In July 1497 James IV hired Foulcart to transport Perkin Warbeck, known as the "Duke of York", and his wife Catherine Gordon from Scotland. Their ship was the Cuckoo, which James IV had acquired from Foulcart in October 1496 on his return from the Raid of Ellem. The Spanish ambassador Pedro de Ayala rode with Perkin to Ayr and his 30 men on hired horses. Lady Catherine Gordon was dressed in a "sea gown" of tanny Rouen cloth and a black cloak.

James IV gave money to Perkin's servant Rowland Robinson for provisions for the Cuckoo. A Brittany merchant John Peidzoun helped equip the ship and supplied wine. He was rewarded with an exemption from customs.

This did not have a good outcome for Foulcart, and some years later Anne of Brittany wrote from Blois to James IV on his behalf. Foulcart had complained about his imprisonment and the loss of his goods after transporting Perkin Warbeck. He had to pay a ransom and legal fees, which he owed to his business partner, Guillaume Pomptome.
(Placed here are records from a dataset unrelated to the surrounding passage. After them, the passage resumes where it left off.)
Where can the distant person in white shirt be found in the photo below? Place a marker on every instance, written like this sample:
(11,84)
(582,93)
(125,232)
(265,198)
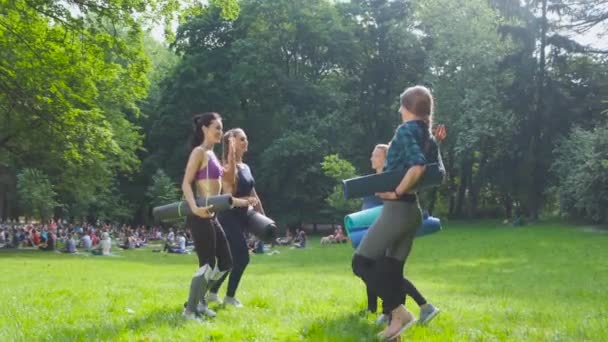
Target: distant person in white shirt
(86,241)
(105,245)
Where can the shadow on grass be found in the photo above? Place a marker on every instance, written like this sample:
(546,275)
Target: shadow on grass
(352,327)
(92,331)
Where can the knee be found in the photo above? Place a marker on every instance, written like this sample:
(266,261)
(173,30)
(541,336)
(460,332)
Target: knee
(361,265)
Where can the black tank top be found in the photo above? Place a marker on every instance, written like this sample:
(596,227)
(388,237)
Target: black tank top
(244,181)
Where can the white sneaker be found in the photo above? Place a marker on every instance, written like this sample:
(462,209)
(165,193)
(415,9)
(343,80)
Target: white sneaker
(232,301)
(204,310)
(383,319)
(191,316)
(213,298)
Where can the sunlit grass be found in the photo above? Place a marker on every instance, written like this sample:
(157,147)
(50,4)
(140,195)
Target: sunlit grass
(492,282)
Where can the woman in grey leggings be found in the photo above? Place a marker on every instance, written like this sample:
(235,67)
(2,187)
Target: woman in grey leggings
(380,257)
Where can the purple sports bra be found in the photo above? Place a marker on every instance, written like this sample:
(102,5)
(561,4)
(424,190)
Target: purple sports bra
(213,170)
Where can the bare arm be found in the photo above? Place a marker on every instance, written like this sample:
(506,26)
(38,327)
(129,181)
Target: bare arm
(258,205)
(197,158)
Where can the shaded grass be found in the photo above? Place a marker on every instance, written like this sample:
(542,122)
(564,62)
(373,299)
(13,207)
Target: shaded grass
(546,282)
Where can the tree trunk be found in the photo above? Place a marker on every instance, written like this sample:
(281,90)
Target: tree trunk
(538,172)
(465,176)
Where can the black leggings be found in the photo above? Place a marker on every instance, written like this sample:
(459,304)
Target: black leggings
(210,242)
(410,289)
(233,220)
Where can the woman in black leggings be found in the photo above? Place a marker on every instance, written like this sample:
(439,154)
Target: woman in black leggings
(239,181)
(205,171)
(380,257)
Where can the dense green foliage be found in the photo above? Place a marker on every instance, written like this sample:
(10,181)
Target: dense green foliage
(491,282)
(91,100)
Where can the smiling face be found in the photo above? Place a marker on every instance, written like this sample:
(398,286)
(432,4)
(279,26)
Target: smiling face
(241,142)
(378,157)
(213,132)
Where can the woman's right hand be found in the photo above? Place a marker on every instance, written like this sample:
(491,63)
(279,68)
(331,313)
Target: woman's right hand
(203,212)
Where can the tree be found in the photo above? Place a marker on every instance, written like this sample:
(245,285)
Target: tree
(162,190)
(339,169)
(581,168)
(36,194)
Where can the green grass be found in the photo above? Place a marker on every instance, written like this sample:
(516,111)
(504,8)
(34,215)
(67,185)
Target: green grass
(492,282)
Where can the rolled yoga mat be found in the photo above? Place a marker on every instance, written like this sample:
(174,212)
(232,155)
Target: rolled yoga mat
(363,218)
(429,226)
(263,227)
(387,181)
(181,209)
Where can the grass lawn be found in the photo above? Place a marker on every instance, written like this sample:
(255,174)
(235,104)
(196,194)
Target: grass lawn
(547,282)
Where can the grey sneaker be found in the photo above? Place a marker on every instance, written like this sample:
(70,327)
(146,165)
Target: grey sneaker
(232,301)
(383,319)
(191,316)
(428,313)
(204,310)
(213,298)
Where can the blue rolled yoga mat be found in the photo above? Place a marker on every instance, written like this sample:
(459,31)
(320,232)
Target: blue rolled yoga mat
(387,181)
(429,226)
(363,218)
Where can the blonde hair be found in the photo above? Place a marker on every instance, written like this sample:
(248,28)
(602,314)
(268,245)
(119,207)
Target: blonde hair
(418,100)
(382,147)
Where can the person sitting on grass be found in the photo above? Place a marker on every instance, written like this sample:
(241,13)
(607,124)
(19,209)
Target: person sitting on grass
(70,245)
(300,240)
(49,243)
(285,240)
(181,245)
(105,245)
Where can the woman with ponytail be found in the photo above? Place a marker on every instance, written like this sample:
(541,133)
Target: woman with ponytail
(381,255)
(238,181)
(204,172)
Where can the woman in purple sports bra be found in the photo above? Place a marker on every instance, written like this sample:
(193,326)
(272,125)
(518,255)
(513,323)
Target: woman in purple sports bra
(204,170)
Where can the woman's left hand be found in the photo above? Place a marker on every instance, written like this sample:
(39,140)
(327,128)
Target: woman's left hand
(387,195)
(253,201)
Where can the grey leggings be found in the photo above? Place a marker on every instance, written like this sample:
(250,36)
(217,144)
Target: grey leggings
(380,257)
(393,232)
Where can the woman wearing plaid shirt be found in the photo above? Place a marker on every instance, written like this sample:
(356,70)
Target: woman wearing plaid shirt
(380,257)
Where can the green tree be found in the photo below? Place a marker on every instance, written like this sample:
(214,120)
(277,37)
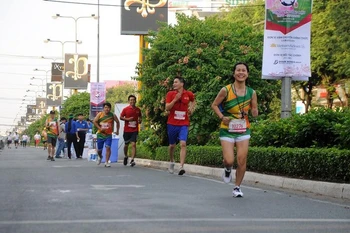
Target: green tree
(77,103)
(119,94)
(204,53)
(330,43)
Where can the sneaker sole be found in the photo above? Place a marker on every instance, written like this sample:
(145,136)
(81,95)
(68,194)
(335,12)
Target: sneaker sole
(182,172)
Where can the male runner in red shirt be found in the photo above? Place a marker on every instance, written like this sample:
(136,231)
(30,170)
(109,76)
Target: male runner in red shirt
(132,117)
(180,103)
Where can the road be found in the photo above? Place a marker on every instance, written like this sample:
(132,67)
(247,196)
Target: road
(79,196)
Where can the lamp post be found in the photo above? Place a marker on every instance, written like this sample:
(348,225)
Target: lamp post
(36,92)
(62,43)
(76,25)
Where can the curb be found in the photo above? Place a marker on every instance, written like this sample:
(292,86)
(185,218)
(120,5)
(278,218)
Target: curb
(341,191)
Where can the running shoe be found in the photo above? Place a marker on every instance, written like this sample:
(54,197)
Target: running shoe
(99,159)
(237,192)
(227,175)
(171,167)
(125,162)
(182,171)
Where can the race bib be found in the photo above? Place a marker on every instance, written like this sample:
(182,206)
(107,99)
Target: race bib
(179,115)
(237,126)
(104,126)
(132,124)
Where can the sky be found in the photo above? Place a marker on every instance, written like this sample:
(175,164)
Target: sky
(25,24)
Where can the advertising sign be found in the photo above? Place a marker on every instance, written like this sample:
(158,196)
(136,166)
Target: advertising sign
(76,71)
(287,39)
(97,98)
(54,93)
(137,17)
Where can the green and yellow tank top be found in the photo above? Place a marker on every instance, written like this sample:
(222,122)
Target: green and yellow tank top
(232,106)
(106,123)
(52,127)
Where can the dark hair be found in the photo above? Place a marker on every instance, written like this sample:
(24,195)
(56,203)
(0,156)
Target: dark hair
(181,79)
(70,124)
(131,96)
(107,104)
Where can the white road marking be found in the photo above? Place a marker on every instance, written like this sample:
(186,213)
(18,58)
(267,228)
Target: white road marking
(112,187)
(152,220)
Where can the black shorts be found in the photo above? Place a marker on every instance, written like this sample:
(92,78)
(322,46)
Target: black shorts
(52,141)
(130,137)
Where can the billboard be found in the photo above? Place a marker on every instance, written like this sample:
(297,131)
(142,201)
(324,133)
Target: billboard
(76,71)
(97,98)
(57,69)
(137,17)
(31,113)
(287,39)
(41,105)
(54,93)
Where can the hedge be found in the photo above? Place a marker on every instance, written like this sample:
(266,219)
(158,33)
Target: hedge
(306,163)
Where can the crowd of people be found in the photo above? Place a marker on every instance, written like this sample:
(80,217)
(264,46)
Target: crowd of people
(232,105)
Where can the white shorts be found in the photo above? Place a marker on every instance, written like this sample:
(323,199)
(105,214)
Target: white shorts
(237,139)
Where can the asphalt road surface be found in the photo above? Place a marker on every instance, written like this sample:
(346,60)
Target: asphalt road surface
(79,196)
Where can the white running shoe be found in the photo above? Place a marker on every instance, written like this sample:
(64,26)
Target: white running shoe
(227,175)
(237,192)
(171,168)
(99,159)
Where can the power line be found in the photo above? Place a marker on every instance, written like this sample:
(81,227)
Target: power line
(112,5)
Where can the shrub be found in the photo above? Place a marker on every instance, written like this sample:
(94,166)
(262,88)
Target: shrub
(308,163)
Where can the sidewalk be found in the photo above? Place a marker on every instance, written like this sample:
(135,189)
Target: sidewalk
(335,190)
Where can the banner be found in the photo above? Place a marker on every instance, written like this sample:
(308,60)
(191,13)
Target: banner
(97,98)
(287,39)
(137,17)
(76,71)
(31,113)
(57,69)
(54,93)
(41,105)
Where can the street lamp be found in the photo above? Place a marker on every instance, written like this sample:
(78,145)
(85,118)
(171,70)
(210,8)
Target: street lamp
(49,58)
(36,92)
(62,43)
(76,25)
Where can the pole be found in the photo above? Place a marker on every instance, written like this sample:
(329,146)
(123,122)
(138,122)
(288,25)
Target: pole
(76,36)
(98,41)
(286,97)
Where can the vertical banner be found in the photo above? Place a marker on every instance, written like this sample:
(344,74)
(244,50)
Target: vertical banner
(57,69)
(31,113)
(137,17)
(97,98)
(76,71)
(41,106)
(54,93)
(287,39)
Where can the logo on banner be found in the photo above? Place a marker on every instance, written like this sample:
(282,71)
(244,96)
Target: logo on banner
(146,6)
(77,73)
(56,91)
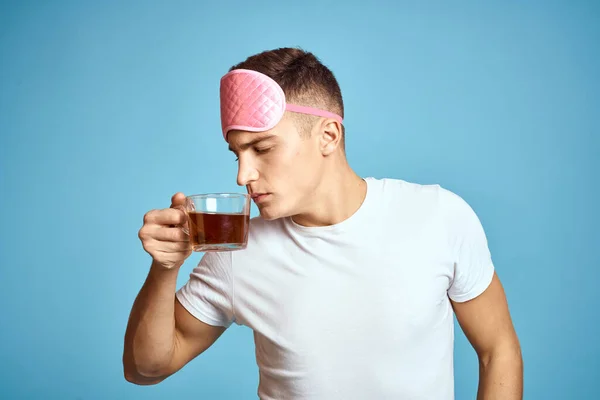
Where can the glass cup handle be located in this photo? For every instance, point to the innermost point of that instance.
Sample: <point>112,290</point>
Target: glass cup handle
<point>188,205</point>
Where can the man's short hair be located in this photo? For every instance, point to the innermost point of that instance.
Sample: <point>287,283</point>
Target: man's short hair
<point>304,80</point>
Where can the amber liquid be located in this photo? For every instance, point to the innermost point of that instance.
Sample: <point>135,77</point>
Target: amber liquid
<point>215,231</point>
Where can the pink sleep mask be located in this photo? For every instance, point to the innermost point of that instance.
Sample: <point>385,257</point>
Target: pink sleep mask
<point>252,101</point>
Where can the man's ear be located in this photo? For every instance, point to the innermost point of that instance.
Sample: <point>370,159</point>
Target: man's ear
<point>329,132</point>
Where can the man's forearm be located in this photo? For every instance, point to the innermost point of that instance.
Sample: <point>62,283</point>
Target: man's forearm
<point>150,333</point>
<point>501,376</point>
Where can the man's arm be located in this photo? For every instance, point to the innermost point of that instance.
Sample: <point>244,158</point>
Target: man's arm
<point>487,324</point>
<point>162,336</point>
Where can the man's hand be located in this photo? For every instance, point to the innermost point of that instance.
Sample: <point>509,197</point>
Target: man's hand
<point>162,235</point>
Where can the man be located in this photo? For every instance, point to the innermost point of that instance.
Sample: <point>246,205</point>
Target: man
<point>348,283</point>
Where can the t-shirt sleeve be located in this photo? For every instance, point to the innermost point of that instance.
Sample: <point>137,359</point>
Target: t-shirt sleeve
<point>473,266</point>
<point>207,295</point>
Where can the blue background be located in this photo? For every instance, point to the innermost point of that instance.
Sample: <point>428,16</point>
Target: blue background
<point>108,108</point>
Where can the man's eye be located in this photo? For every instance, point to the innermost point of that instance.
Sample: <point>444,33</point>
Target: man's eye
<point>263,150</point>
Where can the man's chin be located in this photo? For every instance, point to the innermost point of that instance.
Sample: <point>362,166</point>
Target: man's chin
<point>268,213</point>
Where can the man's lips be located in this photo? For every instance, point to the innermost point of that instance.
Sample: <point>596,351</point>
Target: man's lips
<point>259,196</point>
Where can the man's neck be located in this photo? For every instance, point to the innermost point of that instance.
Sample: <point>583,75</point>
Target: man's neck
<point>338,197</point>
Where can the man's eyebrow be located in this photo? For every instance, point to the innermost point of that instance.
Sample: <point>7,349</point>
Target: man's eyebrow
<point>252,142</point>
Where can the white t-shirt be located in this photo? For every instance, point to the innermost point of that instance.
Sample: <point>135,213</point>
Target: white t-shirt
<point>357,310</point>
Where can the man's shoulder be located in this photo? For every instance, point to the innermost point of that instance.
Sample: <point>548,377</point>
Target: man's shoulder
<point>404,189</point>
<point>410,194</point>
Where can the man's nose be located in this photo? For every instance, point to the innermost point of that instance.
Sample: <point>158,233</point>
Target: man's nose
<point>246,172</point>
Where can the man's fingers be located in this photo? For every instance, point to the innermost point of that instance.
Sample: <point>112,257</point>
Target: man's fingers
<point>178,199</point>
<point>166,217</point>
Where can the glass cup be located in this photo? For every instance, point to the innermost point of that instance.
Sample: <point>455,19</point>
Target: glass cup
<point>218,221</point>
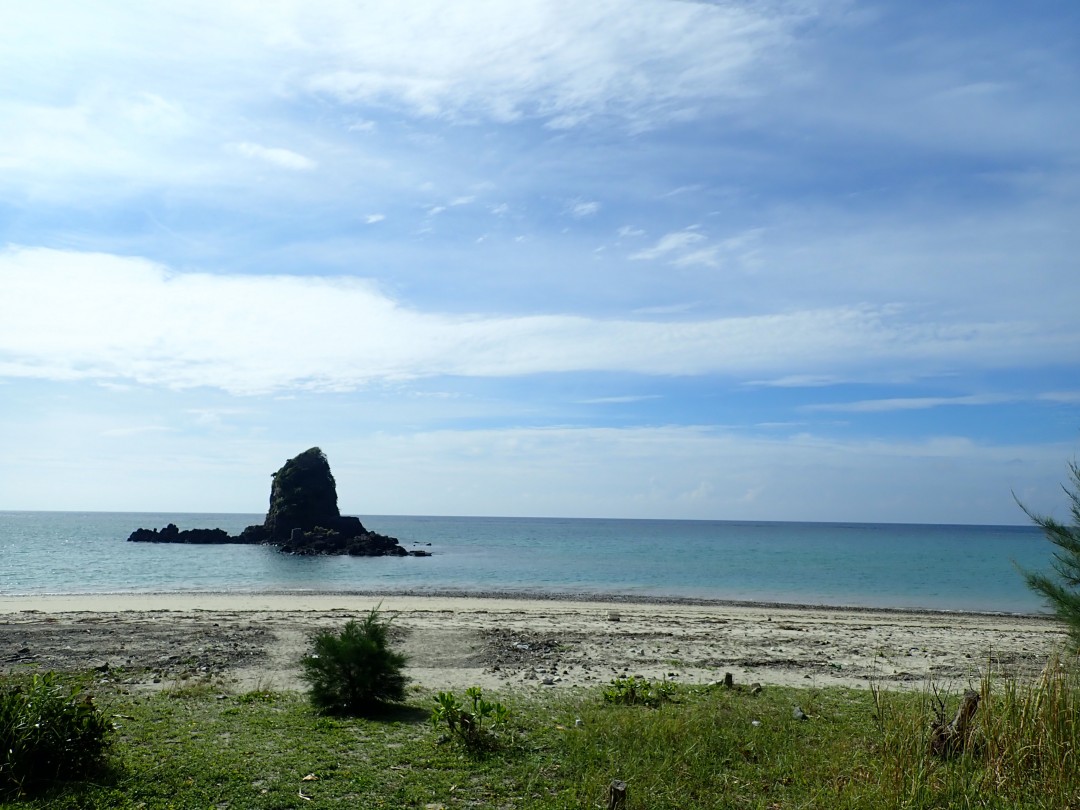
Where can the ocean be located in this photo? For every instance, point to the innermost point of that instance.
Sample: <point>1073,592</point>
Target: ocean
<point>957,568</point>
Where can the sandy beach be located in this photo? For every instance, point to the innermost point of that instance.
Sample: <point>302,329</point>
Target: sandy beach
<point>255,640</point>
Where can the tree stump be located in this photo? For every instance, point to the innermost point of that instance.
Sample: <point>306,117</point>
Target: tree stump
<point>949,739</point>
<point>617,795</point>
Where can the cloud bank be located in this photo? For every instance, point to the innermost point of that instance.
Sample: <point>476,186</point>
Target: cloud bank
<point>77,315</point>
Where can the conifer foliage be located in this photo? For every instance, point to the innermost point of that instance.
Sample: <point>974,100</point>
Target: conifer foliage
<point>354,672</point>
<point>1063,589</point>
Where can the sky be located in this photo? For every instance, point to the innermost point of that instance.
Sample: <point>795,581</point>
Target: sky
<point>774,259</point>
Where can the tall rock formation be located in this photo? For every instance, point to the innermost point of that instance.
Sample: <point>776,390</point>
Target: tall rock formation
<point>304,518</point>
<point>302,496</point>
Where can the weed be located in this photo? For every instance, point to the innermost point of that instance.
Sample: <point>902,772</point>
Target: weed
<point>474,725</point>
<point>50,730</point>
<point>633,690</point>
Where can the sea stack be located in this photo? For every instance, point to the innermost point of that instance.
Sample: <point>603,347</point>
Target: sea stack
<point>302,518</point>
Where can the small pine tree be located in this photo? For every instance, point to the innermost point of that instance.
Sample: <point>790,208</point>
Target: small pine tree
<point>1063,591</point>
<point>354,672</point>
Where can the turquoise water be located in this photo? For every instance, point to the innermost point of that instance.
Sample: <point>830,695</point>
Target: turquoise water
<point>867,565</point>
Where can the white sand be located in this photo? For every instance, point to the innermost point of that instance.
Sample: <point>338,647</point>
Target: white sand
<point>500,643</point>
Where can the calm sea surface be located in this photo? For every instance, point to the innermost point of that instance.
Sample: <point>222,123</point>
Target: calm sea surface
<point>869,565</point>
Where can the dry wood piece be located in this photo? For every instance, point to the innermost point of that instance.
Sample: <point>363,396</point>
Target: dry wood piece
<point>617,795</point>
<point>949,739</point>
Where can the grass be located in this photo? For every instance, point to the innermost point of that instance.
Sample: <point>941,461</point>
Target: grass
<point>196,745</point>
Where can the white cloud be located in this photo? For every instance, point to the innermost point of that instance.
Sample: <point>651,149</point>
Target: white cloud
<point>620,400</point>
<point>583,208</point>
<point>561,62</point>
<point>278,157</point>
<point>72,315</point>
<point>655,472</point>
<point>1066,397</point>
<point>671,243</point>
<point>909,403</point>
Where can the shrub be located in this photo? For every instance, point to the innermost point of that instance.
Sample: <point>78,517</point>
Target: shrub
<point>475,725</point>
<point>631,691</point>
<point>354,672</point>
<point>49,731</point>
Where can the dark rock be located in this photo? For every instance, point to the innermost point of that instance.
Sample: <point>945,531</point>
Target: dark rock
<point>302,518</point>
<point>172,535</point>
<point>304,495</point>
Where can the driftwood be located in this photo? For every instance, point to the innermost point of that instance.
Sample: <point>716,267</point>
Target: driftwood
<point>617,795</point>
<point>949,739</point>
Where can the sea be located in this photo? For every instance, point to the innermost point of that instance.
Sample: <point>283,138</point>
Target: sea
<point>946,568</point>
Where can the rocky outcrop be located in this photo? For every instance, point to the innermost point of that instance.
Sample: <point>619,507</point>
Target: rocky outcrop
<point>172,535</point>
<point>302,518</point>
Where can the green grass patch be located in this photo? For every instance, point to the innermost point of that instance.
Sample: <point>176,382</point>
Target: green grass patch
<point>702,747</point>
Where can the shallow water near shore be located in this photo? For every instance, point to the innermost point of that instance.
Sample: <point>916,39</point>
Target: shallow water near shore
<point>969,568</point>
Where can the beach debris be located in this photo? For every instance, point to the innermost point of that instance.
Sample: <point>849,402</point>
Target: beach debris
<point>617,795</point>
<point>949,739</point>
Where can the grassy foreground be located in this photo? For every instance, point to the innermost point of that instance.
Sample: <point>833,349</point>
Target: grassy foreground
<point>199,746</point>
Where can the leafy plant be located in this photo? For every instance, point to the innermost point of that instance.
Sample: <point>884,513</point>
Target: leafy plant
<point>50,730</point>
<point>633,690</point>
<point>473,724</point>
<point>354,672</point>
<point>1063,591</point>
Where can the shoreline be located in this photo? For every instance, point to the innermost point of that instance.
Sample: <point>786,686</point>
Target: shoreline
<point>104,601</point>
<point>247,640</point>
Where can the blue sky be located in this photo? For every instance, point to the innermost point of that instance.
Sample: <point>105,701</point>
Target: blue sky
<point>746,260</point>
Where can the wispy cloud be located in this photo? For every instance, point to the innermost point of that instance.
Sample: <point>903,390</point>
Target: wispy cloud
<point>90,315</point>
<point>625,400</point>
<point>671,244</point>
<point>910,403</point>
<point>582,208</point>
<point>275,156</point>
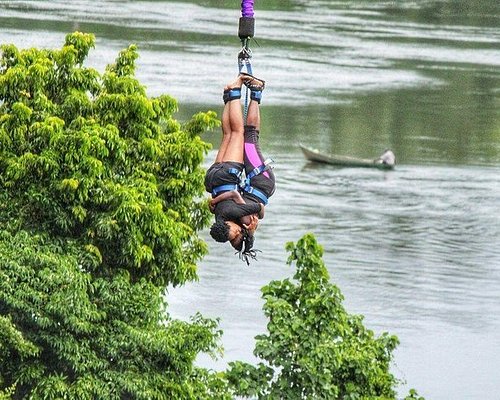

James IV replied to this letter, saying that Foulcart had freely accepted the commission, but had obtained letters to state he was acting under the king's instructions. This was according to the usual mutual customs of hiring sailors and ships. He suggested that Foulcart had not pursued compensation in Scotland because his case was weak. It was recorded in June 1503 that the Breton captain had refused justice.